2) Control of patient, contacts and the immediate environment:
a) Report to local health authority: Obligatory case report in most countries, Class 2. Early reporting (within 24 hours) provides opportunity for better outbreak control.
b) Isolation: Impractical in the community at large; if practicable, children with measles should be kept out of school for 4 days after appearance of the rash. In hospitals, respiratory isolation from onset of catarrhal stage of the prodromal period up to and including the fourth day of rash reduces the exposure of other patients at high risk.
c) Concurrent disinfection: Not applicable.
d) Quarantine: Usually impractical. Quarantine of institutions, wards or dormitories can sometimes be of value; strict segregation of infants if measles occurs in an institution.
e) Immunization of contacts: Live virus vaccine should be administered within 72 hours of exposure. Alternatively, IG may be given (0.25 ml/kg or 0.11 ml/lb; for immunocompromised persons, 0.5 ml/kg or 0.22ml/lb up to a maximum of 15 ml within 72 hours of exposure, for maximal protection). IG should be used within 6 days of exposure for susceptible household or other contacts with high risk of complications (contacts under 1 year of age, pregnant women or immunocompromised persons), or where measles vaccine is contraindicated. Live measles vaccine should be given 5–6 months later to those for whom vaccine is not contraindicated.
f) Investigation of contacts and source of infection: Search and immunize exposed susceptible contacts to limit the spread of disease. Healthy carrier state does not occur.
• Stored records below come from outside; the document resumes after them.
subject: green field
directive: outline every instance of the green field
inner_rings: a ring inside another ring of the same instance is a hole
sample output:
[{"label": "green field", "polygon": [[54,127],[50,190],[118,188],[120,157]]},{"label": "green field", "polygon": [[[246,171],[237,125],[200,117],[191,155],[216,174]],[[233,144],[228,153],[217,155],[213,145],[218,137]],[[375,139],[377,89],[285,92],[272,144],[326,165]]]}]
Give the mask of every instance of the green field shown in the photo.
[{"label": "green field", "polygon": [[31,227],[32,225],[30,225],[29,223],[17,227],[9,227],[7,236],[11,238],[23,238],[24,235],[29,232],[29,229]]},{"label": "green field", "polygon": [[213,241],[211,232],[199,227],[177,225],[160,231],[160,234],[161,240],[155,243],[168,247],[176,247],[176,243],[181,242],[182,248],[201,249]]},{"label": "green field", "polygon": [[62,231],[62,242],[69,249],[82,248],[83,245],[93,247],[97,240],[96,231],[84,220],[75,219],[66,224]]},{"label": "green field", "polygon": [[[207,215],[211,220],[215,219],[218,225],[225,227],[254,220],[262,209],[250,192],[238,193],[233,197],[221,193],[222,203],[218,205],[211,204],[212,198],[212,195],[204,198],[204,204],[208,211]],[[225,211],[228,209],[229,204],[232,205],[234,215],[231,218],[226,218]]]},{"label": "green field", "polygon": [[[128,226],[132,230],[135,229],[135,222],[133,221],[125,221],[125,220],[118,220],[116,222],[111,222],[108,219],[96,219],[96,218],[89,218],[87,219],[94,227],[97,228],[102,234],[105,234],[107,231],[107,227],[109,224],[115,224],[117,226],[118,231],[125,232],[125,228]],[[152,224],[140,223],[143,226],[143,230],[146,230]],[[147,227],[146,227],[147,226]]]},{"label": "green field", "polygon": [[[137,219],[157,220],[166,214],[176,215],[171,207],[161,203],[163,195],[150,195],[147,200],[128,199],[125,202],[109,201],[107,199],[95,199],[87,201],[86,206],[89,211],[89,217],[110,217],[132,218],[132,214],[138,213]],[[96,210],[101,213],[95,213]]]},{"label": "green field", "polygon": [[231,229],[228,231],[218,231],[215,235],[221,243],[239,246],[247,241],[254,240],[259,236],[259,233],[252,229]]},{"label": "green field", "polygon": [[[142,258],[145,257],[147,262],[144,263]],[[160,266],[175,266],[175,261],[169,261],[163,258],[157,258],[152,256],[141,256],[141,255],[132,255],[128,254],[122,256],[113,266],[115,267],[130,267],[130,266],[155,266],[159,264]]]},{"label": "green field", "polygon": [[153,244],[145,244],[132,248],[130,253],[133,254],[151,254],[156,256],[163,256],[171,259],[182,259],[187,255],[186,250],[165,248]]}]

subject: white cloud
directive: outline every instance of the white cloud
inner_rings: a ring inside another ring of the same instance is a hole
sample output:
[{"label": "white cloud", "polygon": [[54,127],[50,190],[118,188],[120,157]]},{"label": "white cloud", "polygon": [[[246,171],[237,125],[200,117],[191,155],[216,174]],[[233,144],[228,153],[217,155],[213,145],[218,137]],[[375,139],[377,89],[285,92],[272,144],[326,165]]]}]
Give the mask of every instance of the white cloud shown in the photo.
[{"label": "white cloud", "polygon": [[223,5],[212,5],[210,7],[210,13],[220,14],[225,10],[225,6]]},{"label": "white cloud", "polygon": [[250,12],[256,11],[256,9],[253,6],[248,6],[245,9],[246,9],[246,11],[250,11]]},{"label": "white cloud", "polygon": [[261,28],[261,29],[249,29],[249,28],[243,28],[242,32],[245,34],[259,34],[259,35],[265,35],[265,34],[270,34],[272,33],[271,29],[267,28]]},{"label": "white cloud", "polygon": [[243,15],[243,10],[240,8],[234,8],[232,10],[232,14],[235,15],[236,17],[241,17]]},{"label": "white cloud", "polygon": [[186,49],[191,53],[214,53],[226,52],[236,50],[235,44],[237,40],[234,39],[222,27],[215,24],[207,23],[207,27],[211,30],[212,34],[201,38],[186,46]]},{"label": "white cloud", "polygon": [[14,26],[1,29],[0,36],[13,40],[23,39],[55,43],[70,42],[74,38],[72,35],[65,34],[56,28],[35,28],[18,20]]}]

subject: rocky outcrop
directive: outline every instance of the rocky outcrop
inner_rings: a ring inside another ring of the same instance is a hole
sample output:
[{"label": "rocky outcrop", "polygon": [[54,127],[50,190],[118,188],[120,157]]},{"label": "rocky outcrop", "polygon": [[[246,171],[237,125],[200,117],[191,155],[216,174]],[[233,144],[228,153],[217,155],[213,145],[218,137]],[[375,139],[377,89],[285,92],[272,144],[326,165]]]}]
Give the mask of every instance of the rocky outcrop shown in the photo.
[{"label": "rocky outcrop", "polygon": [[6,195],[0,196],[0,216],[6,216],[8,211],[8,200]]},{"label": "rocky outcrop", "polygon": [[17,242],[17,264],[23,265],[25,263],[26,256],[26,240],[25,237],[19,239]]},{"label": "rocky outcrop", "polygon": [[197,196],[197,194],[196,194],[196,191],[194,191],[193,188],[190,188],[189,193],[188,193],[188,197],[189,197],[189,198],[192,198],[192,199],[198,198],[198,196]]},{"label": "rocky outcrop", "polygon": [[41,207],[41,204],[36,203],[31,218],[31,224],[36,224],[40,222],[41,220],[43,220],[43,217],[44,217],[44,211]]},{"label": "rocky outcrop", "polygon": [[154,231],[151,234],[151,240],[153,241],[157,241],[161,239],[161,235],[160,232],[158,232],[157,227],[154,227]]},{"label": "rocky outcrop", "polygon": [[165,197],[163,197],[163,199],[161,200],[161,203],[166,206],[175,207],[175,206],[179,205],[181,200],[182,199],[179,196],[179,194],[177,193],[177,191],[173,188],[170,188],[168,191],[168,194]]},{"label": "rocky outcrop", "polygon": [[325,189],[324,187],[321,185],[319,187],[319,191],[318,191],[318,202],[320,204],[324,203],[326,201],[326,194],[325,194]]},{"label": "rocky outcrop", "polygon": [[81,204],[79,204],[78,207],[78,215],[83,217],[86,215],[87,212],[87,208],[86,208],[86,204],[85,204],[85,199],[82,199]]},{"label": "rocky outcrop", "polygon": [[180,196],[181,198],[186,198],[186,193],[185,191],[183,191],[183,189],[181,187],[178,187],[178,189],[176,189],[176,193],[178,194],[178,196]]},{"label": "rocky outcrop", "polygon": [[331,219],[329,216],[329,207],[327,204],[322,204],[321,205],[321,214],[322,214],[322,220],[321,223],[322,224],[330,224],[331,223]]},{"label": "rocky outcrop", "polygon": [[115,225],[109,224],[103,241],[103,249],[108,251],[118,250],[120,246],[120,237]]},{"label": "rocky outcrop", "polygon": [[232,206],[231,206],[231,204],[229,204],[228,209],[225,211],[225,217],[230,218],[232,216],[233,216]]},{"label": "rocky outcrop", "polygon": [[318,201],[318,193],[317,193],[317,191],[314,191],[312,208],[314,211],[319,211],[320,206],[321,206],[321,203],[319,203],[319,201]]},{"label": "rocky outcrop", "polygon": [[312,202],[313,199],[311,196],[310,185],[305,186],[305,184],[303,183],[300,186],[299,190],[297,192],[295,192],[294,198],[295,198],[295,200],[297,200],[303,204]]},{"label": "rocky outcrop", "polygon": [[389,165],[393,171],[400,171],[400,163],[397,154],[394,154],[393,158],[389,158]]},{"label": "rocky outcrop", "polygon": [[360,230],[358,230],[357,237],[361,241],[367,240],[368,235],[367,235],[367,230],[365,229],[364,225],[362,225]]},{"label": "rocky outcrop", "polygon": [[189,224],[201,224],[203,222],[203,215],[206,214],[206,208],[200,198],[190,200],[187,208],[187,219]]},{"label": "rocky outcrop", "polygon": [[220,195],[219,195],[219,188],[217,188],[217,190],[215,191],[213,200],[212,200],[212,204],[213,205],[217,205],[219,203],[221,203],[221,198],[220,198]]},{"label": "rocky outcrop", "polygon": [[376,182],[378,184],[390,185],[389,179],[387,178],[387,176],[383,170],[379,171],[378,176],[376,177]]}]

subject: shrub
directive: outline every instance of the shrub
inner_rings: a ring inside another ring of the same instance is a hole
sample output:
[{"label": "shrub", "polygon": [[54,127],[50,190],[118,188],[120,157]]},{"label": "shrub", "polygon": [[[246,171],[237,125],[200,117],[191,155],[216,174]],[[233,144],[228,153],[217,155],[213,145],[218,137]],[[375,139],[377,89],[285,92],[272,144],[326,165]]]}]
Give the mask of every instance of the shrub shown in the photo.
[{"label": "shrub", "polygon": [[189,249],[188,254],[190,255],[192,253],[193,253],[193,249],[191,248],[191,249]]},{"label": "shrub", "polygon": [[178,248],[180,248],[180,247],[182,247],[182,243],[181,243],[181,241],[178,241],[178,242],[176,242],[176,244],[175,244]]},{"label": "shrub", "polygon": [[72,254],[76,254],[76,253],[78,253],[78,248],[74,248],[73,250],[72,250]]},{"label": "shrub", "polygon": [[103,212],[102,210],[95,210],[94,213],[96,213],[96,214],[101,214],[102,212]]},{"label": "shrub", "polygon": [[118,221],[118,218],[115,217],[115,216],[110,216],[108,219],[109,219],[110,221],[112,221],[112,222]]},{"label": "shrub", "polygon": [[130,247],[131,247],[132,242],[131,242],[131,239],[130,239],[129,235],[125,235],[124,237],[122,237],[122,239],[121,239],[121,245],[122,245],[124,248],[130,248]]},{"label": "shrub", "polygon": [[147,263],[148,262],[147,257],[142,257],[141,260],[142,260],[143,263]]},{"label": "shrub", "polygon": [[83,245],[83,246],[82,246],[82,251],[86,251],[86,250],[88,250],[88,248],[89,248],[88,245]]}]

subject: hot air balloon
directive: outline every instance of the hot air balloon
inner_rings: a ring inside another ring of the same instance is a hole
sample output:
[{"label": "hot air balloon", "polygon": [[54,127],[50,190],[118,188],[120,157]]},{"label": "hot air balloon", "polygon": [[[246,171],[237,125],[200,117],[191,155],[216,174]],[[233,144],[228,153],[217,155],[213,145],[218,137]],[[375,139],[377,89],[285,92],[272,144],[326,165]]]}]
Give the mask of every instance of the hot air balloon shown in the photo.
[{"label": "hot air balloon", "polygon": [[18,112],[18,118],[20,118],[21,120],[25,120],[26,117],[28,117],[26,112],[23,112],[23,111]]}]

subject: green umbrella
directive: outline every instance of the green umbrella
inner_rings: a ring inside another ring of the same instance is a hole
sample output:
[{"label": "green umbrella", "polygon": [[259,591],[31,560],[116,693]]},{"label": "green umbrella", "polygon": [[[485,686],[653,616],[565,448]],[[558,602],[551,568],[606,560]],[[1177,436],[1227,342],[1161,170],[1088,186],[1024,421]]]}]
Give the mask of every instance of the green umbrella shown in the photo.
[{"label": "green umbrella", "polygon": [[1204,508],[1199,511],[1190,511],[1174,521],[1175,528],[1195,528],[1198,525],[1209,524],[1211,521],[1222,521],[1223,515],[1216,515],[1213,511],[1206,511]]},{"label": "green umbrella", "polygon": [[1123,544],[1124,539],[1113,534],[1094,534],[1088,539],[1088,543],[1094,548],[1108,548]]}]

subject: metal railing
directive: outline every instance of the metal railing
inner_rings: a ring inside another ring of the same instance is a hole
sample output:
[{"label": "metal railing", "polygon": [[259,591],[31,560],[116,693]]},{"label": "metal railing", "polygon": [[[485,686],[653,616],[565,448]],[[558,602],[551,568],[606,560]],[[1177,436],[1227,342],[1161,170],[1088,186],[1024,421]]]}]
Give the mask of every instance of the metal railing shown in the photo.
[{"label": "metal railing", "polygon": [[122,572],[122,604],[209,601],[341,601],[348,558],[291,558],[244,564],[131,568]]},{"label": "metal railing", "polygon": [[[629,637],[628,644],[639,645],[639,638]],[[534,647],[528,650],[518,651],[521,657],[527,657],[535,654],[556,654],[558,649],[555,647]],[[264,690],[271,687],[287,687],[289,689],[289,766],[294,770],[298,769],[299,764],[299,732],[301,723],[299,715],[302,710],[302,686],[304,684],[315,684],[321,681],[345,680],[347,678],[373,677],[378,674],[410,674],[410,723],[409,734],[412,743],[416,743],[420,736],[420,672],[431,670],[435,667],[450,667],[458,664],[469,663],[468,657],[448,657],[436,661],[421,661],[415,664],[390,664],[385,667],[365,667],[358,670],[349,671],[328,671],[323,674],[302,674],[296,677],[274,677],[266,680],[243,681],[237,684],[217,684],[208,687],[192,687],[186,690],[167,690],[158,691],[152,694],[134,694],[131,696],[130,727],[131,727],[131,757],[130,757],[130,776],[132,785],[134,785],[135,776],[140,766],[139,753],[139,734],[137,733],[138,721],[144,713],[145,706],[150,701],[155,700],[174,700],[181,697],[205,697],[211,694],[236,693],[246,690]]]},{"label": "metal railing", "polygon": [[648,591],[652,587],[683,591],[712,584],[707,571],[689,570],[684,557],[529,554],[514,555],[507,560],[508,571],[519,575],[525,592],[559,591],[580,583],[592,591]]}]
g) Specific treatment: None. During measles infection, vitamin A reserves fall rapidly (especially in malnourished children), which further weakens immunity. Vitamin A supplementation at the time of measles diagnosis replaces body reserves, prevents blindness due to corneal ulceration and keratomalacia, and significantly reduces measles fatality. The following Vitamin A schedule is recommended:
A third dose of vitamin A should be given 2–4 weeks later if there are signs of vitamin A deficiency on diagnosis (night blindness, Bitot spots, conjunctival or corneal dryness, corneal clouding or ulceration).
3) Epidemic measures:
a) Prompt reporting (within 24 hours) of suspected cases, and comprehensive immunization programs for all susceptibles, are needed to limit spread. In day care, school and college outbreaks, all persons without documentation of 2 doses of live virus vaccine at least 1 month apart on or after the first birthday should be immunized unless they have documentation of prior physician-diagnosed measles, or laboratory evidence of immunity.
b) In institutional outbreaks, new admissions should receive vaccine or IG.
c) In many developing countries, measles has a relatively high case-fatality rate. If vaccine is available, prompt use at the beginning of an epidemic is essential to limit spread; if vaccine supply is limited, priority should be given to young children for whom the risk is greatest.
4) Disaster implications:
Introduction of measles into refugee populations with a high proportion of susceptibles can result in devastating epidemics with high fatality rates. Providing measles vaccine to displaced persons living in camp settings within a week of entry is a public health priority.
5) International measures:
Persons traveling to measles-endemic areas should ensure that they are immune to measles.